What if we get into the habit of learning for its own sake, with no eye towards whether what we have learned is useful or even true? Here, we learn simply to satisfy our own curiosity.  Maybe we do take that turn when we’re walking or driving for no other reason than to see what’s around the bend? Or maybe I attend to even the most mundane of experience, to see what I can learn.

In a way, I’m talking about incorporating an intellectual path into my inner one.  In fact, I believe an intellectual path is a type of inner path and one can have a “spirituality” defined purely in terms of an intellectual pursuit.

At some point, I may find that I’m habitually curious and may automatically attend to even unpleasant aspects of my experience with curiosity.  Now instead of trying to achieve non-attachment or let go, I may naturally let go by the simple fact that I’m studying experience rather than clinging to it or reacting to it.

The world is full of things to learn.  Even the things we’re most intimately associated with can surprise and delight us.  For instance, maybe I learn more about my language and talking takes on a new dimension?  Perhaps I learn something about human behavior and look at people differently.  Maybe I learn about math and start to see mathematical order in things.

This also has the advantage that instead of running away from something (which is a danger for the unwary who practice mindfulness), I’m heading TO something.  Non-attachment comes easy with the former.

Now I’m coming to a generalized love of knowledge or wisdom, which is technically the meaning of “philosophy”.  And yes, the original philosophers had a broad range of interests.  And the reports of the lives of many show behaviors that seem curiously like those of the Buddhist sages.  Tranquility, insight, a resilience to the slings of fortune.

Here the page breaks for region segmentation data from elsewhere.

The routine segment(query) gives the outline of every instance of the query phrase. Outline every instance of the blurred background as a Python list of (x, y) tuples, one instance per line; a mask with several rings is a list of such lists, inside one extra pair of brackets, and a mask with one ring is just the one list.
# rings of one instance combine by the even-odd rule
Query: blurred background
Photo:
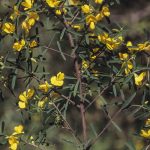
[[(15, 1), (12, 0), (0, 0), (0, 18), (9, 11), (7, 5), (12, 6)], [(43, 18), (44, 19), (44, 18)], [(114, 5), (111, 8), (110, 20), (115, 24), (122, 26), (126, 30), (126, 38), (128, 40), (144, 41), (148, 38), (148, 33), (150, 32), (150, 0), (120, 0), (120, 4)], [(49, 25), (50, 26), (50, 25)], [(47, 30), (41, 29), (41, 42), (43, 45), (49, 44), (49, 39), (52, 34), (48, 33)], [(57, 36), (55, 37), (57, 38)], [(149, 39), (150, 40), (150, 39)], [(12, 39), (10, 37), (5, 38), (0, 43), (0, 56), (4, 55), (4, 49), (11, 49)], [(53, 46), (53, 45), (52, 45)], [(53, 51), (49, 51), (45, 63), (47, 63), (47, 69), (51, 73), (57, 73), (59, 70), (71, 73), (70, 60), (63, 61), (61, 56), (57, 55)], [(61, 65), (60, 65), (61, 64)], [(18, 82), (15, 86), (16, 93), (21, 91), (20, 85), (22, 83)], [(22, 86), (22, 85), (21, 85)], [(128, 91), (126, 91), (128, 93)], [(12, 132), (13, 127), (16, 124), (20, 124), (22, 117), (18, 110), (16, 110), (16, 99), (11, 94), (8, 89), (3, 86), (0, 87), (0, 94), (2, 94), (0, 101), (0, 122), (5, 120), (5, 131), (9, 135)], [(140, 95), (140, 93), (139, 93)], [(102, 99), (113, 100), (110, 95), (103, 95)], [(136, 101), (140, 101), (137, 97)], [(93, 109), (86, 114), (87, 120), (91, 122), (89, 125), (89, 130), (91, 130), (90, 136), (94, 137), (92, 132), (93, 126), (95, 126), (96, 131), (103, 129), (106, 124), (106, 117), (101, 111), (99, 104), (96, 103)], [(114, 108), (115, 109), (115, 108)], [(75, 109), (69, 110), (70, 122), (73, 122), (73, 128), (77, 128), (78, 132), (81, 132), (81, 122), (79, 112)], [(112, 110), (114, 111), (114, 110)], [(74, 116), (74, 117), (73, 117)], [(40, 114), (35, 114), (32, 117), (31, 122), (26, 121), (27, 129), (26, 132), (32, 135), (34, 132), (38, 132), (40, 129)], [(92, 124), (94, 122), (94, 124)], [(142, 125), (142, 120), (137, 119), (135, 116), (130, 115), (129, 111), (124, 112), (119, 115), (115, 122), (119, 125), (120, 129), (111, 125), (111, 127), (103, 134), (99, 141), (93, 147), (93, 150), (142, 150), (145, 141), (142, 138), (136, 136), (138, 133), (137, 129)], [(74, 150), (74, 146), (66, 142), (66, 139), (71, 138), (66, 132), (62, 132), (56, 127), (49, 127), (47, 130), (48, 141), (50, 141), (49, 150)], [(134, 146), (133, 146), (134, 145)], [(0, 150), (7, 150), (6, 145), (0, 145)], [(25, 149), (32, 150), (35, 149), (32, 146), (28, 146)], [(38, 149), (38, 148), (37, 148)]]

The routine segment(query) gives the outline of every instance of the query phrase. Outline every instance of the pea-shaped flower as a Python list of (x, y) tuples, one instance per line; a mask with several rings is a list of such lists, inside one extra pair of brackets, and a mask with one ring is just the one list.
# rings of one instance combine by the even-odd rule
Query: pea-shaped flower
[(59, 72), (56, 76), (51, 77), (51, 84), (54, 86), (63, 86), (64, 84), (64, 73)]

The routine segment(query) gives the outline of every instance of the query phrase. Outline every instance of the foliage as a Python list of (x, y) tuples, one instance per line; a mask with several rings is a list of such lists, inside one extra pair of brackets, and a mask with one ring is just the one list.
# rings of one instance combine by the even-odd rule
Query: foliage
[[(0, 40), (10, 38), (12, 44), (9, 50), (1, 49), (0, 82), (1, 88), (14, 95), (22, 122), (12, 134), (2, 131), (2, 144), (8, 141), (11, 150), (26, 145), (50, 149), (46, 131), (55, 126), (72, 136), (66, 142), (73, 147), (89, 150), (111, 124), (122, 131), (114, 121), (122, 112), (132, 108), (139, 117), (149, 117), (150, 42), (126, 40), (125, 29), (113, 25), (109, 18), (114, 4), (119, 1), (18, 0), (13, 7), (8, 6), (11, 12), (1, 19)], [(55, 33), (50, 35), (48, 46), (41, 42), (41, 28), (47, 34)], [(60, 69), (55, 74), (50, 72), (45, 65), (49, 51), (68, 61), (71, 73)], [(19, 93), (15, 91), (18, 83), (23, 83)], [(102, 95), (107, 92), (119, 100), (105, 100)], [(140, 92), (138, 104), (134, 100)], [(98, 133), (92, 125), (92, 138), (86, 114), (93, 111), (94, 104), (109, 121)], [(113, 115), (112, 107), (117, 108)], [(71, 109), (79, 112), (76, 117), (81, 119), (82, 133), (72, 127), (69, 117), (75, 116), (69, 116)], [(31, 135), (26, 132), (25, 121), (27, 115), (30, 120), (35, 114), (43, 116), (42, 126)], [(148, 119), (137, 135), (149, 139), (149, 125)], [(126, 146), (134, 149), (131, 142)]]

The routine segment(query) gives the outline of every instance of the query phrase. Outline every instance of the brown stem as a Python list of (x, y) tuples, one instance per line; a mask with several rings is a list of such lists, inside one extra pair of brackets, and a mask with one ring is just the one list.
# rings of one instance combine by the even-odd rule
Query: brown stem
[[(67, 24), (65, 18), (64, 18), (64, 23), (65, 23), (66, 28), (69, 28), (69, 25)], [(67, 33), (67, 35), (68, 35), (68, 39), (69, 39), (69, 44), (70, 44), (71, 48), (74, 49), (75, 44), (74, 44), (74, 41), (73, 41), (73, 37), (70, 33)], [(81, 113), (81, 118), (82, 118), (83, 139), (84, 139), (84, 142), (86, 142), (87, 127), (86, 127), (86, 119), (85, 119), (85, 106), (84, 106), (84, 101), (83, 101), (83, 91), (82, 91), (80, 64), (78, 63), (77, 55), (76, 55), (75, 51), (74, 51), (72, 56), (74, 58), (74, 65), (75, 65), (75, 72), (76, 72), (77, 80), (79, 81), (80, 113)]]

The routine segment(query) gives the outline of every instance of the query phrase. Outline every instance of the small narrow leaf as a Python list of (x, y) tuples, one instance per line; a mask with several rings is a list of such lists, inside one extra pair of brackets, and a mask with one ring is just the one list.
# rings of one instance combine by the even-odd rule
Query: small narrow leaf
[(126, 107), (128, 107), (128, 105), (132, 102), (135, 96), (136, 96), (136, 92), (133, 93), (127, 100), (125, 100), (125, 103), (123, 104), (122, 109), (125, 109)]
[(66, 57), (65, 57), (65, 55), (64, 55), (63, 52), (62, 52), (62, 49), (61, 49), (61, 46), (60, 46), (59, 41), (57, 41), (57, 46), (58, 46), (58, 49), (59, 49), (59, 51), (60, 51), (60, 54), (61, 54), (62, 58), (66, 61)]
[(80, 81), (78, 80), (73, 91), (73, 96), (76, 96)]

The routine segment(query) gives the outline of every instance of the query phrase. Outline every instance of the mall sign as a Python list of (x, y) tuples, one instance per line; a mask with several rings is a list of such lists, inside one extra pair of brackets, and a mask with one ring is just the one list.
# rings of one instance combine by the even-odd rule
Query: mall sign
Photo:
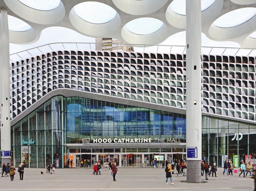
[(121, 138), (92, 139), (84, 138), (82, 140), (83, 144), (90, 143), (180, 143), (180, 138)]

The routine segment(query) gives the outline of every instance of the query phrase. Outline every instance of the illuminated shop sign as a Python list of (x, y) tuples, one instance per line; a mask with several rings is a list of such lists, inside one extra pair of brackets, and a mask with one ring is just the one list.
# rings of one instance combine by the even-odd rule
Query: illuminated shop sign
[(121, 138), (115, 139), (82, 139), (83, 144), (90, 143), (180, 143), (182, 142), (179, 138)]
[(28, 143), (29, 143), (30, 145), (32, 145), (35, 143), (34, 141), (33, 141), (32, 139), (30, 139), (29, 141), (26, 141), (24, 140), (22, 140), (21, 141), (21, 144), (22, 145), (27, 145), (28, 144)]

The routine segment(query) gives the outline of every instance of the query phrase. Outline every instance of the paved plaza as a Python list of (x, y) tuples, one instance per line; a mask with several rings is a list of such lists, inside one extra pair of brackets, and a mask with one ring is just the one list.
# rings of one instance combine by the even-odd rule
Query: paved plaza
[[(156, 170), (119, 167), (116, 181), (113, 181), (108, 168), (102, 169), (101, 175), (92, 175), (92, 168), (56, 169), (54, 174), (46, 174), (44, 169), (25, 169), (22, 181), (19, 180), (18, 173), (12, 182), (9, 177), (2, 177), (0, 191), (253, 190), (253, 179), (239, 177), (238, 173), (233, 176), (223, 175), (222, 170), (219, 169), (217, 177), (209, 177), (206, 183), (183, 183), (182, 181), (186, 179), (185, 177), (174, 175), (175, 184), (167, 185), (164, 170), (159, 167)], [(43, 175), (40, 174), (41, 171), (44, 172)]]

Jack Kornfeld’s page has an interesting take on the “Beginner’s Mind”, relating it to Buddhism’s warning about clinging to views.  This passage in particular is notable:

When we are free from views, we are willing to learn. What we know for sure in this great turning universe is actually very limited. Seung Sahn, a Korean Zen master, tells us to value this “don’t know mind.” He would ask his students questions such as “What is love? What is consciousness? Where did your life come from? What is going to happen tomorrow?” Each time, the students would answer, “I don’t know.” “Good,” Seung Sahn replied. “Keep this ‘don’t know mind.’ It is an open mind, a clear mind.”

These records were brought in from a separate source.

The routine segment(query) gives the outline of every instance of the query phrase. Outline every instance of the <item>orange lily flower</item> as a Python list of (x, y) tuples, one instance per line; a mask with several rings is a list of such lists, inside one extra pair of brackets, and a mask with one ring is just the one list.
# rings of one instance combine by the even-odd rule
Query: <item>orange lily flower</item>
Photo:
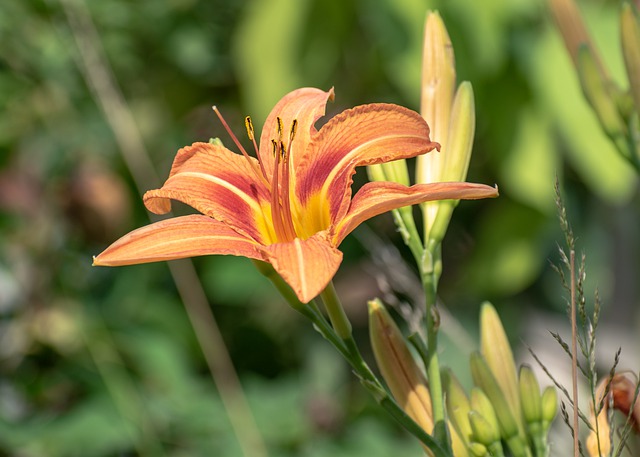
[(307, 303), (333, 278), (342, 261), (338, 246), (363, 221), (429, 200), (497, 195), (481, 184), (372, 182), (351, 198), (356, 167), (415, 157), (438, 144), (419, 114), (390, 104), (348, 109), (316, 130), (329, 99), (333, 90), (303, 88), (286, 95), (269, 114), (259, 147), (247, 118), (257, 159), (233, 134), (242, 155), (209, 143), (180, 149), (169, 178), (147, 192), (144, 203), (166, 214), (173, 199), (202, 214), (134, 230), (95, 257), (94, 265), (244, 256), (269, 262)]

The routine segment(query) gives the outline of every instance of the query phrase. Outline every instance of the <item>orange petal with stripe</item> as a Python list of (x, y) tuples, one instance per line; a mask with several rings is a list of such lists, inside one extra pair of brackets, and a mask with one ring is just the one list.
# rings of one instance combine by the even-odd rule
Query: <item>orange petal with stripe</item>
[(174, 217), (134, 230), (100, 255), (94, 265), (119, 266), (200, 255), (229, 254), (262, 259), (258, 245), (208, 216)]
[(439, 182), (407, 187), (394, 182), (371, 182), (362, 186), (353, 197), (349, 212), (332, 235), (334, 242), (340, 244), (367, 219), (403, 206), (432, 200), (475, 200), (497, 196), (497, 188), (484, 184)]
[(169, 199), (178, 200), (240, 233), (266, 243), (269, 189), (258, 175), (258, 162), (209, 143), (182, 148), (162, 188), (144, 195), (149, 211), (167, 213)]
[(326, 232), (296, 238), (264, 248), (266, 260), (291, 286), (301, 302), (308, 303), (329, 284), (342, 262), (342, 252), (331, 245)]
[(300, 161), (299, 204), (328, 205), (330, 220), (336, 223), (349, 207), (356, 167), (415, 157), (437, 147), (429, 139), (427, 123), (409, 109), (378, 103), (343, 111), (320, 129)]
[(285, 95), (271, 110), (262, 127), (260, 136), (260, 160), (267, 176), (273, 174), (273, 154), (271, 140), (278, 140), (278, 121), (282, 120), (283, 135), (289, 141), (289, 133), (293, 120), (298, 123), (295, 140), (291, 148), (290, 167), (295, 170), (311, 138), (318, 132), (314, 124), (324, 116), (327, 101), (333, 100), (333, 89), (323, 91), (311, 87), (294, 90)]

Seung Sahn’s method sounds similar to Socrates’ method, in which he would ask people questions about things they thought they knew.  In his case, rather than instructing them to say “I don’t know”, he’d show them they didn’t know by questioning them until they came to an intellectual cul-de-sac.  Socrates himself claimed he knew nothing, and he reportedly embodied some of the same attributes we’d expect to see of someone who has cultivated the inner path, such as his great tranquility even as he was being executed.

At this point, it’s necessary to re-iterate the value of genuine curiosity.  We’re not trying to be subject matter experts.  If anything, like Socrates, we know that we don’t know, and in learning, we not only learn, but become aware of just how much we don’t know.

Could philosophy and meditation seek the same ends?  At first glance, this may not seem so.  Eastern paths are rife with criticisms about discursive thought, and philosophy seems discursive to its core.  However, what if it isn’t discursive thought, but a type of discursive thought that’s the problem?  What if the problem is egocentric patterns of discursive thought, patterns of thought associated with gain, loss, self-aggrandizement, worry and revisiting old wounds? Perhaps there is no incompatibility with those paths?  Perhaps those paths reinforce each other?